Tornando da Lyric e Rhamp scoprì che le lacrime scendevano più in fretta di quanto potesse tamponarle col fazzoletto, ormai ridotto a una poltiglia fradicia. Qualcosa nel fatto che le femmine della casa fossero andate lì a sostenerla aveva scongelato il blocco di ghiaccio formatosi in mezzo al suo petto, e adesso le emozioni tornavano prepotentemente a galla.

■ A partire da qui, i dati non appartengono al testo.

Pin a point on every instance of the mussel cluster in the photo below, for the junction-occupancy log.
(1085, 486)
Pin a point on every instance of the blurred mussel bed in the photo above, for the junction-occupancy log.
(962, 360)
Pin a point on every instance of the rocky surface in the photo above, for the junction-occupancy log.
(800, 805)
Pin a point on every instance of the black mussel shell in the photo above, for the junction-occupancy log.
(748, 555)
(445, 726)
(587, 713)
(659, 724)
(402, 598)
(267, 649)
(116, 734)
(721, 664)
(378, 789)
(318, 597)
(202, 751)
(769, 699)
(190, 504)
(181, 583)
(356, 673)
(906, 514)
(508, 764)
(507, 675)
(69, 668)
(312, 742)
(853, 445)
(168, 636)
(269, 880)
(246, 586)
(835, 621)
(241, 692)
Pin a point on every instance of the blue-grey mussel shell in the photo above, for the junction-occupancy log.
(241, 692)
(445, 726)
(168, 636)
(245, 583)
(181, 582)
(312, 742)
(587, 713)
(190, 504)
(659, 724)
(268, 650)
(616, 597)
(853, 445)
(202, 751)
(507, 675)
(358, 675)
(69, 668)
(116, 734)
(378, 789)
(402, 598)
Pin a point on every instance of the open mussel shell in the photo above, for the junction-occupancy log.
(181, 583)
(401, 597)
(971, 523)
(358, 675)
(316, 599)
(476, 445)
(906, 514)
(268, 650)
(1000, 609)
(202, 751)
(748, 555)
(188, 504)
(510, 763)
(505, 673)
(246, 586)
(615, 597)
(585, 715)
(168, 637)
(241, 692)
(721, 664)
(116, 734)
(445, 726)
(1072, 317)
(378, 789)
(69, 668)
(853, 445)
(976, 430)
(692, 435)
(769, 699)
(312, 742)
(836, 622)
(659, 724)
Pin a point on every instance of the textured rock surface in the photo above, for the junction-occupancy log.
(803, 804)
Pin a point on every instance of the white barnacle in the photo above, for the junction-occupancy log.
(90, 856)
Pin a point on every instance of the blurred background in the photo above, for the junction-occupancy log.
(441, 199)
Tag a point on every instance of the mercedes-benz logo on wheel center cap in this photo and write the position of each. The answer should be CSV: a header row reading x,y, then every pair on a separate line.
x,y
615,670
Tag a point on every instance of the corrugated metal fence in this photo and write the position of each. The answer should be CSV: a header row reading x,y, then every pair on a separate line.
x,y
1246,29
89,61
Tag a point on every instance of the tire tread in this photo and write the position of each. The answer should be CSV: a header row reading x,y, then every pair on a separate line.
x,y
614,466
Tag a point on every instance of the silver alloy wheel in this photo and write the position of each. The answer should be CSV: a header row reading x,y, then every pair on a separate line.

Voleva prendere in braccio ciascuno dei suoi piccoli, annusare la loro pelle morbida, stringerli al petto, baciarli teneramente reggendo con cautela le loro testoline. Ma se l’avesse fatto non sarebbe riuscita a lasciarli.
Dovette accontentarsi di rimboccare meglio con mano tremante le morbide copertine.
«Piccoli miei» sussurrò. «La vostra mahmen tornerà. Non… vi lascerò…»
Impossibile continuare, la voce era così strozzata che non riusciva a parlare.
Il viaggio che l’aveva condotta a dare alla luce quei due tesori inestimabili era iniziato secoli prima – o almeno questa era la sua sensazione – quando, travolta dal bisogno, aveva scongiurato Qhuinn di montarla. Dopodiché erano arrivati i mesi senza fine della gravidanza e il parto gemellare d’urgenza.
Lungo la strada si erano susseguite tantissime cose apparentemente impossibili, tantissime sfide imprevedibili. Questa però non se la sarebbe mai aspettata: affidare i gemelli alle cure di altri, per quanto competenti e affettuosi fossero questi “altri”, era un’eventualità che proprio non poteva prevedere.
Era troppo spaventosa.
«Andiamo» disse perentorio Vishous. «Prima che arrivi l’alba e le cose si complichino ancora di più.»
Con un’ultima occhiata a ognuno dei suoi piccoli, Layla raccolse le pieghe della veste e uscì dalla stanza. Con la sensazione di avere lasciato dietro di sé il suo cuore e la sua anima.